The forthcoming EU Data Protection Regulation gives consumers a right to have their personal data permanently erased in certain circumstances, for example they withdraw their consent for it to be held and it is no longer necessary for the information to be retained.
Mortgage lenders and administrators may have a valid claim to be exempt from this in some cases, as details of previous customer applications and accounts could need to be retained for regulatory reasons or used in any future dealings with the same customer, for example to make a new credit decision if they apply for a loan in the future, or to help combat fraud.
However there may still be cases where the lender does need to remove all trace of the individual from their systems, and this could prove more difficult than it might appear at first.
For example, every database holding customer data is likely to be included in a programme of scheduled backups to tape or another storage medium. These backups can go back months or years, and are simply not designed to allow individual records to be removed while leaving the rest of the backup intact, presenting a major technical challenge for which there is no clear solution.

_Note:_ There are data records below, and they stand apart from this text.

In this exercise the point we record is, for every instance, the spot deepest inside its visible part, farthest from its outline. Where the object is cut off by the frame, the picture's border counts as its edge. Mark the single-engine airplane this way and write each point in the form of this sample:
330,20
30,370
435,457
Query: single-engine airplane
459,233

Personal information may also reside outside databases in a more unstructured format, for example in email correspondence, paper documents and scanned images. These could be difficult to track down and remove efficiently and reliably, particularly for paper archives that are held offsite.
Lenders also share customer data with third parties such as credit reference agencies and property surveyors. In the event that a customer asserts their right for their personal data to be erased, the organisation with which they shared the information data is expected to take reasonable steps to make sure the request is passed on.
The new regulations are due to come into force in May 2018, almost certainly too late to be affected by Brexit. Lenders should be acting now to put in place suitable arrangements to ensure that they can comply from this date.